14 Eylül 2010 Salı

bu aşkın ilk hali


Bazı şehirler adımını attığı gibi içine alır insanı . Torino da alıyormuş, fena! Erasmus için gitme fikri zaten başlı başına büyülü iken, şehir de böyle güzel, böyle kendine has olunca.. Torino Caselle'e inerken, ölümüne düzenli sokaklar ve ciltlik mimari kitaplarından fırlamış gibi görünen yapılarla başlanıyor ilk aşık olmalara.. Sonra, muhtemelen banliyö ismini alacak fakat benim ülkemdeki birçok binanın, eline su dökemeyeceği güzellikteki apartmanlar eşlik ediyor altı aylık İtalya rüyasının ilk dakikalarına.. Merkeze gelmek ise; işte o an gerçekten paha biçilemez. Zaman geçtikçe bu güzelliğin de sıradanlaşacağını bile bile 'ben burada mı yaşayacağım yani şimdi..' anı.. Güzel ki, o an zor geçeceğe benziyor.

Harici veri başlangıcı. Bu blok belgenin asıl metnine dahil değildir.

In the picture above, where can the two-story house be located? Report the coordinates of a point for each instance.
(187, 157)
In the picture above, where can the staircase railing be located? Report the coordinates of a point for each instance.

Aşkın o en heyecanlı safhasının en fazla altı ay sürdüğünü, daha fazlasının zaten akıl sağlığına ve insan psikolojisine zararlı olduğunu söylüyor bilimsel çalışmalar. O zaman, bu şehre olan aşkıma kalacağım süre kadar, yani tam da altı ay izin veriyorum. Ziyadesiyle kabulüm; altı ay boyunca akıl sağlığımı da, psikolojimi de bozabilir aşk. Yeter ki adımımı sokağa her attığımda, uçağın tekerlekleri alana değdiğindeki gibi heyecanlı olayım. Saatimi bir saat geri aldığımda başladığını varsaydığım şu Erasmus hali, aşkın bir sürü halinden ibaret olsun madem.